Loneliness could be changing your brain and body - pseudolus
https://www.cnet.com/news/how-loneliness-could-be-changing-your-brain-and-body/
======
sprusemoose
had a breakdown from loneliness which wasn't a fun time. Something flipped a
switch and it felt like system1 shut off system2 for like 4-5 days... Went on
a rollercoster ride of pure emotional/reactionary cause and effect[Thinking
fast and slow]. Lucky I didn't blow my brains out, I think if I had been
treated worse or I had been a worse human I might have.

anyway now that I've brought everyone down~... the upside is it made me
realize how important the different ways of being happy are!

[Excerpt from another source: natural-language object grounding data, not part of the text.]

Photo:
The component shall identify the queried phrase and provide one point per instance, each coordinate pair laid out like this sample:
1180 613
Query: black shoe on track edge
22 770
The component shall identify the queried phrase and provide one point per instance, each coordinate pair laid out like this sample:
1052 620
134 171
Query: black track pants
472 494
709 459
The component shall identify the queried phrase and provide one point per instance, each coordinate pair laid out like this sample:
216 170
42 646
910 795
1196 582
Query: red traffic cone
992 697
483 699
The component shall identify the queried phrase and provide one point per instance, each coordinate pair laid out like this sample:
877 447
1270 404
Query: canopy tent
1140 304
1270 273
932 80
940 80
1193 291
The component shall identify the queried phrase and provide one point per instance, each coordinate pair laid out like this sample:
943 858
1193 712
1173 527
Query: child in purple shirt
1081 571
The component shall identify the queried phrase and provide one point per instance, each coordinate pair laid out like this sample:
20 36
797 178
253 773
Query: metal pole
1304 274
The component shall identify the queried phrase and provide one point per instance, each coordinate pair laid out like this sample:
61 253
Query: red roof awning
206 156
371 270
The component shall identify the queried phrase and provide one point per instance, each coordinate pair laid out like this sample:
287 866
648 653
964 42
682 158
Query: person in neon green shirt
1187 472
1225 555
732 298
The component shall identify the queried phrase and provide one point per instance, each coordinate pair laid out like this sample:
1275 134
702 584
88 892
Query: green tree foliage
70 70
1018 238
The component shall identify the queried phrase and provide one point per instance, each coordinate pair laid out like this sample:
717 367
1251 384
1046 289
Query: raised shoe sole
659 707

Not just focusing
on other people, not just focusing on myself, not just focusing on what's
pragmatic, not just focusing on feeling good in the moment, having happiness
in being dominant, having happiness from being submissive etc etc

Previously most of my happiness had come from masculine internal thinking
[Carl Jung] type activities.. understanding the world, formulas for making
money, formulas for how things work, making myself better etc.. So I drew a
matrix of different types of happiness and went from there..

eg: Feminine external feeling: Latin Dancing

(Feminine in my meaning being 'equal' vs masculine (dominant/submissive)

Not the smartest dude here, not putting this on anyone, just thought I'd
share~